A tribunal was set up that did not even visit the villages. The tribunal set up a number of rehabilitation principals with prescriptions from the World Bank. So on paper, a progressive policy was set up, but policy only remained on paper. There was a lack of planning, a minimum of five acres was guaranteed but never given.

The issue is grave, because raising the height will displace 2.5 lakh new families, while the over 3 lakh already displaced ones are still languishing without any rehabilitation and any sign of hoping fading away with every passing day.

Nadeem Chouhan from the Malood village, which rose to fame for launching the Jal Satyagraha, says, “Government officials sit in their offices in Delhi and draw plans. If they would have once looked towards our villages, they would have never made such plans.”

Malood is one of the 250 villages that stands affected by the Indira Sagar Dam, also a part of the Sardar Sarovar Project.

The only people who emerge as winners, seemingly, are the people of Gujarat.

 

In this case too, the state government in its report to the centre claims that as of 2006, the balance of families to be resettled by the government remains at a mere 25, while activist on the ground Alok Agarwal claims that there are still 60,000 families across the 250 villages who are clearly caught on the wrong side of the new governments old development plans baring fruit after the people’s mandate.

When the height of the dam is raised, Pipri village in Madhya Pradesh along with 193 others will be wiped out. Shanta Bai cries out in anger, “Why should the people of Madhya Pradesh pay the price for development in Gujarat?”

She ays there is rehabilitation but it is only in ink, not on the ground.

But it’s not just farmers and land owners whose lives have been devastated, even fishermen have nowhere to go – their only source of livelihood too has been snatched away and no alternative has been provided.

The 17 metres raise in height is Modi’s first gift to his home state.

 

A few hundred kilometers from Pipri is the village of Khaparkhera, where 300 acres of land has already been submerged and once the dam height is raised Khaparkheda will seize to exist.

The only people who emerge as winners, seemingly, are the people of Gujarat, but are they really the beneficiaries?

The government believes that raising the height of the dam will benefit those in the drought-hit areas of Kutch and Saurashtra.

No thought was spared for the lakhs of people displaced by the decision.

 

However, what the government needs to answer is that while the Sardar Sarovar Dam at its current height has the potential to irrigate 10 lakh hectares of land, why only 3 lakh hectares have been irrigated?

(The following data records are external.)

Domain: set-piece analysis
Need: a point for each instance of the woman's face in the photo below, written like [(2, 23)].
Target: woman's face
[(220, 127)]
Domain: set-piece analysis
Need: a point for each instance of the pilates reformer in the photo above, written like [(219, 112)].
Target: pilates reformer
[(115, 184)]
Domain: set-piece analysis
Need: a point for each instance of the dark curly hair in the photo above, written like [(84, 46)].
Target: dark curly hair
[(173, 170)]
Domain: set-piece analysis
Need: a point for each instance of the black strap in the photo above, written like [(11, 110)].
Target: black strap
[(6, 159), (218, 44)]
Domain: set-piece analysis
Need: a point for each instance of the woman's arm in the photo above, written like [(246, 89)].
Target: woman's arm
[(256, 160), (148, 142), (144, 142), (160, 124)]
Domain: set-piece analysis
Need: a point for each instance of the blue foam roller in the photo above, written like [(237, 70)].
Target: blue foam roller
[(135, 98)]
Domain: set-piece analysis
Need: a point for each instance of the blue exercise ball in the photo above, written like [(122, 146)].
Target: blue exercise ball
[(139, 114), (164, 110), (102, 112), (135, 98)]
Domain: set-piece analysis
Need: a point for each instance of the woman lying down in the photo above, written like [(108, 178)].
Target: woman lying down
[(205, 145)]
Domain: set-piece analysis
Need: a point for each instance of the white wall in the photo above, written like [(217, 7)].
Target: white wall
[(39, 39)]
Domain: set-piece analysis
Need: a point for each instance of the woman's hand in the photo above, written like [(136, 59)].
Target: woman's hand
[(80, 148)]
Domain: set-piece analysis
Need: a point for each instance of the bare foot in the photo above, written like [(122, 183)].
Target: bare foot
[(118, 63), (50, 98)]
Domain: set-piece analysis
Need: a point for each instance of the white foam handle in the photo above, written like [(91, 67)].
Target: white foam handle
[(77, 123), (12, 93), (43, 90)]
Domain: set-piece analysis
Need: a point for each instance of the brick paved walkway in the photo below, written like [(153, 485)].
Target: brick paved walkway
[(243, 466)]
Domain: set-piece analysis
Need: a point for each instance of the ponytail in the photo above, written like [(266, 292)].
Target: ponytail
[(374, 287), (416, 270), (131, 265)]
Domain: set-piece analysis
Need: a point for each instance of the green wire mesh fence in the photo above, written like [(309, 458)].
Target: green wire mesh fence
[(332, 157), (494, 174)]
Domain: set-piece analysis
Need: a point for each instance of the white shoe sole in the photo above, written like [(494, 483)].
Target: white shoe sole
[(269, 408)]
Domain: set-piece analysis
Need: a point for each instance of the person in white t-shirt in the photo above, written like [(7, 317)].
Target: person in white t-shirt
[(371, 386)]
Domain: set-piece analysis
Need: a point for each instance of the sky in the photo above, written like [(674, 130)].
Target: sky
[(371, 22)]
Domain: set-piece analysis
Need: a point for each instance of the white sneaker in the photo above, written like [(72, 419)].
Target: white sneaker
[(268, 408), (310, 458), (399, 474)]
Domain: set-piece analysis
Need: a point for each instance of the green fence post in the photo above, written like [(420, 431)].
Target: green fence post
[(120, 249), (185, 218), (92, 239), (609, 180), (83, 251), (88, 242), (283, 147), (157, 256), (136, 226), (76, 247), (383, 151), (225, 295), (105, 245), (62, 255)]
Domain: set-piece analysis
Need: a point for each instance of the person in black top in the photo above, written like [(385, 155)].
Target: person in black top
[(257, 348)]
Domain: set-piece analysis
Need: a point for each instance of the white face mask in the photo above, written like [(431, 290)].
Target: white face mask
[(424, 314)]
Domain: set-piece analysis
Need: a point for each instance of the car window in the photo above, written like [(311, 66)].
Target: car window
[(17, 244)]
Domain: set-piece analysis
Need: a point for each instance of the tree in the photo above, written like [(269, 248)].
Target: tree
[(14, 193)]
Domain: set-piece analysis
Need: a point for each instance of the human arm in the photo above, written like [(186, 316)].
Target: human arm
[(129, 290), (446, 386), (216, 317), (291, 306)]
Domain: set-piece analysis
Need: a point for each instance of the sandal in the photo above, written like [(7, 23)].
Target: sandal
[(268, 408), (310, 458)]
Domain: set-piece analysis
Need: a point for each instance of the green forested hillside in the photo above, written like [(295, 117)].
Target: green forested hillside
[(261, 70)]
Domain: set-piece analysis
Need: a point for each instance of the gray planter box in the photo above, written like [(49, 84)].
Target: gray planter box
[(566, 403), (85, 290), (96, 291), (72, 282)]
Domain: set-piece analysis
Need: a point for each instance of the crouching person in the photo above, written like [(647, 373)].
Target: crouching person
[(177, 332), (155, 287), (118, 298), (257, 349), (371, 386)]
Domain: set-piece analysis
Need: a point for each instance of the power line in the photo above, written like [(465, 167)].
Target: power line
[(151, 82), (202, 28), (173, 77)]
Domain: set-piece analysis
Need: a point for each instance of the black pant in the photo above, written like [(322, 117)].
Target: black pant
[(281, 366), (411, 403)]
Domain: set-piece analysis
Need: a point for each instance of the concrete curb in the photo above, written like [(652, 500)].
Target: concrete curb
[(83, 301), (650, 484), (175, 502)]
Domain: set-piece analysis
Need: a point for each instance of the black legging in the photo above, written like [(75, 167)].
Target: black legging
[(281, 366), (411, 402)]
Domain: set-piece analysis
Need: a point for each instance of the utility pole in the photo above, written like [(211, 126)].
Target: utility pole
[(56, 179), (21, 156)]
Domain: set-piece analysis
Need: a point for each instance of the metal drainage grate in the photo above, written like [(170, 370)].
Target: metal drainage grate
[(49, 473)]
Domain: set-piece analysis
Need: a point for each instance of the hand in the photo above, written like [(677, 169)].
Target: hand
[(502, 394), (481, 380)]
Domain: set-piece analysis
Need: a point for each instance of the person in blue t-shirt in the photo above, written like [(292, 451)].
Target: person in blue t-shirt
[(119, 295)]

Why has only 40 per cent of the canal network in the state of Gujarat been completed since 1982 when the dam work started?

 

 

 

 

 

 

 

 

 

 

 

 

 

As a part of the plan, rehabilitation villages have been constructed, but they are few and far between. They guarantee those ousted a roof over their head but no future.

These are built in the middle of nowhere. Barren land surrounds hollow concrete structures and big iron locks dress the door. The steps lead in but the doors don’t open. The irony is hard to miss.